Deutschland, einig Papierland. Die Heimat von Heinrich Lohse ruft – und die Papierindustrie antwortet. Bekanntlich hatte die Bundeswahlleiterin Ruth Brandt davor gewarnt, dass es bei Neuwahlen zu Problemen bei der Papierbeschaffung kommen könnte. Der Aussage trat kurz danach bereits der Verband Die Papierindustrie entgegen. Doch die blamable Geschichte geht weiter.
Wenige Tage später machte sich Dariusz Joński, Europaabgeordneter der Mitte-Links-Partei „Inicjatywa Polska“, über die deutschen Vorgänge lustig. „Wenn Deutschland Drucker und Papier braucht, werden wir beides auf jeden Fall an unsere Nachbarn verkaufen. Daran werden auch polnische Unternehmen verdienen, was die Wettbewerbsfähigkeit unserer Wirtschaft weiter steigern wird“, sagte Joński laut einem Bericht der Bild-Zeitung.
Die polnische Opposition ließ nicht lange auf sich warten. „Donald Tusk sollte auch seinen deutschen Freunden zu Hilfe kommen“, sagte PiS-Politiker Przemysław Czarnek.
Zuvor hatte der baden-württembergische FDP-Politiker Christian Jung eine „Papierspende“ angeboten, um eine Verschleppung der Neuwahl aus organisatorischen Gründen zu vermeiden. Jung fuhr sogar nach Wiesbaden, um Brandt persönlich Papier vorbeizubringen. Die Hausleitung verwehrte ihm den Zutritt mit der Begründung, das Haus verfüge über genügend Papier.
Papierstau also vor der Bundeswahlleitung? Bastian Beeck, Chef von „Köllen Druck und Verlag“ – Deutschlands größter Stimmzetteldruckerei – beharrte darauf, dass es sich weiterhin um eine ernste Angelegenheit handele. „Zwei bis drei Wochen mehr sollte man sich in jedem Fall Zeit nehmen“, sagte er dem Stern. Denn in der kurzen Zeit hätten Druckereien Probleme, Fehler auf Stimmzetteln auszubessern. Der Fehler steckt also nicht im Papier, sondern im Detail.

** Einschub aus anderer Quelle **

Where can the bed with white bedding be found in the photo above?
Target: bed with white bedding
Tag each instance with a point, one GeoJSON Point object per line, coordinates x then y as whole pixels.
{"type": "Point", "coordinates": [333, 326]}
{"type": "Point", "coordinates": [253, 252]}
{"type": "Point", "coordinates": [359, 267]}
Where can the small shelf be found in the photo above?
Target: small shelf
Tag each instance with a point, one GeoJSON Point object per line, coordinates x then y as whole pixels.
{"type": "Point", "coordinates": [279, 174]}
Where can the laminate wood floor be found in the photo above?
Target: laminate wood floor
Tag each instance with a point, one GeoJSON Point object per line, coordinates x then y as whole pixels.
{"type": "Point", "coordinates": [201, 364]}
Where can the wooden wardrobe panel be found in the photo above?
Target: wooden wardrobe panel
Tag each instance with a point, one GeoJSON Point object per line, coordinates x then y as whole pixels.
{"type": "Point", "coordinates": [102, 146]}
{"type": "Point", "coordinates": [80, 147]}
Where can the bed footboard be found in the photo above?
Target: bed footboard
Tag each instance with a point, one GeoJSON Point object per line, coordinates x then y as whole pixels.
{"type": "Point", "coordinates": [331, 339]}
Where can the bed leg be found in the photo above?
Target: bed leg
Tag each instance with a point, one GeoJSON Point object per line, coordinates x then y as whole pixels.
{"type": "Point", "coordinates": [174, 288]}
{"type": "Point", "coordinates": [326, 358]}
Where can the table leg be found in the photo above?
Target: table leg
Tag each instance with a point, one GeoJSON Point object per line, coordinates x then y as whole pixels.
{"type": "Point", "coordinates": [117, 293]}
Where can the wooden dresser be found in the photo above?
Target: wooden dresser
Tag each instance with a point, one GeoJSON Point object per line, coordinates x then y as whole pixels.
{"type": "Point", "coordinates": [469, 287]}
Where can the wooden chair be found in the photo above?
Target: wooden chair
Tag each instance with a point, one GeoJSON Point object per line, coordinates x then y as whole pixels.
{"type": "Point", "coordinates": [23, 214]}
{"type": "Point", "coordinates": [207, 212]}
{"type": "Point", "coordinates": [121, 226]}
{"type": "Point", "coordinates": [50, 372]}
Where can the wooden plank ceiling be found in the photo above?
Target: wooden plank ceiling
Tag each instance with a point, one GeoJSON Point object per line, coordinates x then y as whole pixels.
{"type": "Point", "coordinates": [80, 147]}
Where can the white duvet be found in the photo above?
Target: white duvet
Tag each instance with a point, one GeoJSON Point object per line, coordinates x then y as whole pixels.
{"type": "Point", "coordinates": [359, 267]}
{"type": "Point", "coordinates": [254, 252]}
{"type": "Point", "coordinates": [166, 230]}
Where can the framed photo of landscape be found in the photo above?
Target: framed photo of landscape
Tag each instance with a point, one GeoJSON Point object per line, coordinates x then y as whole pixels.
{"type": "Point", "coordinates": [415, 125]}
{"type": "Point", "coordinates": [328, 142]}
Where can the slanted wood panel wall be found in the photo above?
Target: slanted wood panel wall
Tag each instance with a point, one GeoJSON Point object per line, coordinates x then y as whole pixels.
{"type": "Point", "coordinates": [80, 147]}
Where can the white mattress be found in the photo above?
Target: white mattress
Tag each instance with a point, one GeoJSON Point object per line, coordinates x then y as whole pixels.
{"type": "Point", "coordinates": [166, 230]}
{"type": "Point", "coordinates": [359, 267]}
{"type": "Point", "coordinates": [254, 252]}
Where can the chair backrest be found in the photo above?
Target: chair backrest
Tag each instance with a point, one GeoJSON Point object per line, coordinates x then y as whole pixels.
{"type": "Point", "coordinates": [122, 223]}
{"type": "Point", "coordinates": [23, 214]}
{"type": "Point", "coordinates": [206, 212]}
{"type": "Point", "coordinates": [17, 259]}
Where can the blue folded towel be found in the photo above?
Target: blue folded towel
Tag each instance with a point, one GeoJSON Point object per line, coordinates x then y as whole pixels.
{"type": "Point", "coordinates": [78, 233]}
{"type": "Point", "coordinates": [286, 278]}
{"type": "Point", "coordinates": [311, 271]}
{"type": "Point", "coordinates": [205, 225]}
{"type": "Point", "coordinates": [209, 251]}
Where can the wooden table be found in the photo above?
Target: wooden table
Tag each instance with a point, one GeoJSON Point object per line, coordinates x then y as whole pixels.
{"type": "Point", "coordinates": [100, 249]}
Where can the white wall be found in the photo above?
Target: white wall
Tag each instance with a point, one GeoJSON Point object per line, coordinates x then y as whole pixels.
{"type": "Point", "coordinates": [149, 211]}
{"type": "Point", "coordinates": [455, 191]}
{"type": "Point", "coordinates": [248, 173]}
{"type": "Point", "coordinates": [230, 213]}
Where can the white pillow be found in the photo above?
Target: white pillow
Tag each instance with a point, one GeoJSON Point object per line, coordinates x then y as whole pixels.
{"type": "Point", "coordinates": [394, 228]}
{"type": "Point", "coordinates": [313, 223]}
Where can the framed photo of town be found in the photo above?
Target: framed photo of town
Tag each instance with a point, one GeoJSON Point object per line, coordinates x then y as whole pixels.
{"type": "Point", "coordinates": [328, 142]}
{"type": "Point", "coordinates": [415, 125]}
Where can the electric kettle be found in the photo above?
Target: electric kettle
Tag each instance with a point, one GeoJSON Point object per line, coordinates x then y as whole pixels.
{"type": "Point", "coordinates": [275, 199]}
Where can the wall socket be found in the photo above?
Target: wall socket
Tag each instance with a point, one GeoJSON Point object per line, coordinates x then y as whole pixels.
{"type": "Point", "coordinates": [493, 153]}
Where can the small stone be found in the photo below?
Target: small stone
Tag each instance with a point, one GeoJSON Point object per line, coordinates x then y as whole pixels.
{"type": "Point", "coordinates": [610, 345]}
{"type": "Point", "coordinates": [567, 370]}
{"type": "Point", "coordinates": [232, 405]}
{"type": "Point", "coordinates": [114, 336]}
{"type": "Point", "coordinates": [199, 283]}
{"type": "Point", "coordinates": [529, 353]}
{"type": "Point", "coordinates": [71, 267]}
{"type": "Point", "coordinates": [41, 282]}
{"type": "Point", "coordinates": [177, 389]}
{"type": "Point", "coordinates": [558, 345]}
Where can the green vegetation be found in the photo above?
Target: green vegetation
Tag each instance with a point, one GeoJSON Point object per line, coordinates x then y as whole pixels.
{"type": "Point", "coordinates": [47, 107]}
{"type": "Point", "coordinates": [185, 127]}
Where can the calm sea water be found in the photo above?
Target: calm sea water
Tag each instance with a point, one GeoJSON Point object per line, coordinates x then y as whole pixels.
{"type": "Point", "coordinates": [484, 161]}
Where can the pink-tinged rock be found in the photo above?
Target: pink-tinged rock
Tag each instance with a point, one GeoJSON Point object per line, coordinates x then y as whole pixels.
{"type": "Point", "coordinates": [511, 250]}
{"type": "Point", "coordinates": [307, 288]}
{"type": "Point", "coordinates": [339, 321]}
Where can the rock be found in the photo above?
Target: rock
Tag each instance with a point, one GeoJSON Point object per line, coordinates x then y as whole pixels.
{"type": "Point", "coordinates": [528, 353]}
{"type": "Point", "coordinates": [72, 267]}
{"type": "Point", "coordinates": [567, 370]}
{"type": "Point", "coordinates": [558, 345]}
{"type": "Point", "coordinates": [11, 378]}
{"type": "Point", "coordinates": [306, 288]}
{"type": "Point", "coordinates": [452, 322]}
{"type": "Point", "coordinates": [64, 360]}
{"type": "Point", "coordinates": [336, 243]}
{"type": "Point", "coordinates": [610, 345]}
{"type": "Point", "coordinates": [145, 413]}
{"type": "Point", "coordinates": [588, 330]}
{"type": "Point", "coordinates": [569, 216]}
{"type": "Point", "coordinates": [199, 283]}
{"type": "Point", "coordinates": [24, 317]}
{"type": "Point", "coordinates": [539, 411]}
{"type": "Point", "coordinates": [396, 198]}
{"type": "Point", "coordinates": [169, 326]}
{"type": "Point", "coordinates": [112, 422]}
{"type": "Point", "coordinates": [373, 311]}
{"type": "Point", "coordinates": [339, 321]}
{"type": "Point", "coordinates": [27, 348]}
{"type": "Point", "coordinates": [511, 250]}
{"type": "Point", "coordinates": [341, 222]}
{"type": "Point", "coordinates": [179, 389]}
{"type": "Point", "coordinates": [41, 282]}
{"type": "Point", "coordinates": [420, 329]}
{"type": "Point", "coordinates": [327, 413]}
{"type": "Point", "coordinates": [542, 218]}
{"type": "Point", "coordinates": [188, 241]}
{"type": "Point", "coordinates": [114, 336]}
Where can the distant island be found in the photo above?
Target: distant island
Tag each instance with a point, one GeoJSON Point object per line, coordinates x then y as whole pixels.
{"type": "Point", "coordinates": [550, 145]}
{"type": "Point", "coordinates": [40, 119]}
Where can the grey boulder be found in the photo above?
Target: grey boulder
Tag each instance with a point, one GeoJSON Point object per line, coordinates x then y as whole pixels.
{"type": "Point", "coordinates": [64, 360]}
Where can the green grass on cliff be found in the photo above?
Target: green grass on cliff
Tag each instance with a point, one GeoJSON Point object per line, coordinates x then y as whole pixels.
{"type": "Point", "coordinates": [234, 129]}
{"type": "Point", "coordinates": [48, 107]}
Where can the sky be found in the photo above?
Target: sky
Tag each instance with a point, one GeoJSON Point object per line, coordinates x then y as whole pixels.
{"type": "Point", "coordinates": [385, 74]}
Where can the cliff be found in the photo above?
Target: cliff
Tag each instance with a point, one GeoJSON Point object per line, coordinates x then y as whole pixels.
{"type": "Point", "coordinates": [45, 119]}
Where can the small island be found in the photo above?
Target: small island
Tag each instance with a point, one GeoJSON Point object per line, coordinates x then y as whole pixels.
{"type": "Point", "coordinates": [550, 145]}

Die Druckerei Meinders & Elstermann provoziert nun mit einer Anzeige, die zwischen Satire und Häme balanciert. Vorab: Um ein Fake, wie einige vermuten könnten, handelt es sich nicht. Die Anzeige erschien auch auf der LinkedIn-Seite des Unternehmens. Inhalt:
„Sie machen sich Sorgen, dass die Bundestagswahl vielleicht ins Wasser fällt? Keine Sorge, wir als leistungsstarke Bogenoffsetdruckerei sind vorbereitet – 𝟔𝟏.𝟓𝟎𝟎.𝟎𝟎𝟎 𝐖𝐚𝐡𝐥𝐳𝐞𝐭𝐭𝐞𝐥 in Rekordzeit? Machen wir und unsere Kollegen-Betriebe doch mit links!
Papiermangel? Bei uns nicht! Wir haben notfalls irgendwo im Keller noch einen Vorrat, falls alle Stricke reißen. Und zur Not drucken wir auf Tapete oder dem besten Geschenkpapier, was wir finden können – alles für die Demokratie!“
Darunter pinnte die Druckerei eine Grafik, die mit der Noch-Bundesregierung abrechnete. „Drei Jahre grüne Öko-Ideologie und rote Sozi-Träumereien haben mit einer nie da gewesenen Verbots-Politik und belehrenden Regulierungen dem Mittelstand geschadet“, erklärt die Firma – und verwahrt sich gegen Unterstellungen:
„Die leistungsstarke deutsche Papier- und Druckindustrie vorzuschieben, um einen späteren Neuwahl-Termin zu rechtfertigen, zeugt von Ahnungslosigkeit und empfinden wir als herabwürdigend.“
Gut gebrüllt, Löwe. Von der Ampel bleibt dagegen nur ein Papiertiger übrig.